M. Kalaiyarasi,B. V. V. Siva Prasad,Janjhyam Venkata Naga Ramesh,Ravindra Kumar Kushwaha,Ruchi Patel,Balajee J
DOI: https://doi.org/10.1145/3654797
IF: 1.471
2024-04-01
ACM Transactions on Asian and Low-Resource Language Information Processing
Abstract:The goal of emotion detection is to find and recognise emotions in text, speech, gestures, facial expressions, and more. This paper proposes an effective multimodal emotion recognition system based on facial expressions, sentence-level text, and voice. Using public datasets, we examine face expression image classification and feature extraction. The Tri-modal fusion is used to integrate the findings and to provide the final emotion. The proposed method has been verified in classroom students, and the feelings correlate with their performance. This method categorizes students' expressions into seven emotions: happy, surprise, sad, fear, disgust, anger, and contempt. Compared to the unimodal models, the suggested multimodal network design may reach up to 65% accuracy. The proposed method can detect negative feelings such as boredom or loss of interest in the learning environment.
computer science, artificial intelligence
What problem does this paper attempt to address?

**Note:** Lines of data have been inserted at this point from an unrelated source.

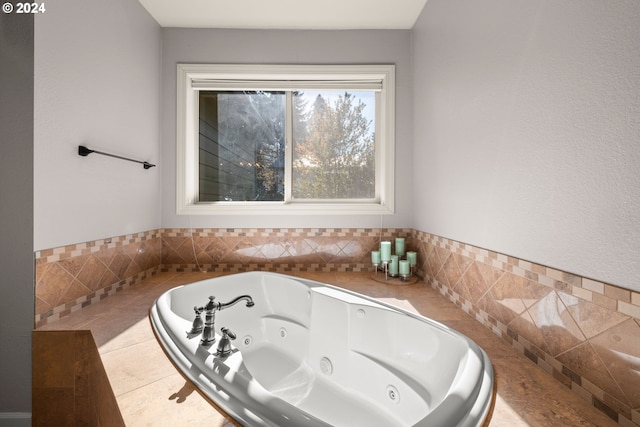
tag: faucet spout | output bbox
[218,295,255,311]
[187,295,255,346]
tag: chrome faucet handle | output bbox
[216,326,236,357]
[220,326,236,340]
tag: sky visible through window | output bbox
[301,90,376,140]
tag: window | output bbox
[177,64,394,214]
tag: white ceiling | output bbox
[139,0,427,30]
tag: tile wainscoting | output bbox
[35,228,640,426]
[413,232,640,426]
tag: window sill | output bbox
[177,202,394,216]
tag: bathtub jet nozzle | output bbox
[187,295,255,346]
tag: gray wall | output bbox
[34,0,164,250]
[413,0,640,290]
[162,28,413,228]
[0,13,34,425]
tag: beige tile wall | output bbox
[413,231,640,425]
[35,228,640,425]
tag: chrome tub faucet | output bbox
[187,295,255,346]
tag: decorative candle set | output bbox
[371,237,418,281]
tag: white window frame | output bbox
[176,64,395,215]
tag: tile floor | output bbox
[40,273,617,427]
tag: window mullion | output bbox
[284,90,293,203]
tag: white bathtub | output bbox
[150,272,494,427]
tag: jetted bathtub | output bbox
[150,272,494,427]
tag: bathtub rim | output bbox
[148,270,497,427]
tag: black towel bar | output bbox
[78,145,155,169]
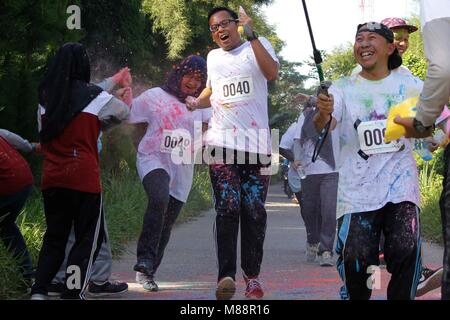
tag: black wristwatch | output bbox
[245,31,258,41]
[413,118,434,133]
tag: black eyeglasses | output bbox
[209,19,239,32]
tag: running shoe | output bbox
[305,243,319,262]
[318,251,334,267]
[88,281,128,297]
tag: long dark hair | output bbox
[38,43,102,143]
[161,55,206,103]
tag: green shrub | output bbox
[419,160,443,242]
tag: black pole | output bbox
[302,0,324,82]
[302,0,332,162]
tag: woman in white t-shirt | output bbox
[130,56,206,291]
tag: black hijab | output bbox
[39,43,102,143]
[161,55,206,103]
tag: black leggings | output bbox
[137,169,184,276]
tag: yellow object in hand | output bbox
[384,97,419,143]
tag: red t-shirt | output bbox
[0,137,33,197]
[41,92,112,193]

### Problems the Paper Attempts to Solve The main goal of this paper is to develop a multimodal emotion recognition system based on facial expressions, sentence-level text, and speech. Specifically, this method is achieved through the following ways: 1. **Multimodal Fusion**: Combining data from three modalities—facial expressions, text, and speech—using tri-modal fusion techniques to integrate information and improve the accuracy of emotion recognition. 2. **Classroom Application**: Testing this method in a classroom environment and demonstrating that students' emotional states are correlated with their performance. 3. **Emotion Classification**: Classifying students' emotions into 7 categories: happiness, surprise, sadness, fear, disgust, anger, and contempt. 4. **Performance Evaluation**: The proposed multimodal network design can achieve an accuracy of up to 65% compared to unimodal models. The paper validates facial expression image classification and feature extraction through public datasets and demonstrates the application effect in actual classroom environments. Additionally, this method can detect negative emotions in the learning environment, such as boredom or loss of interest.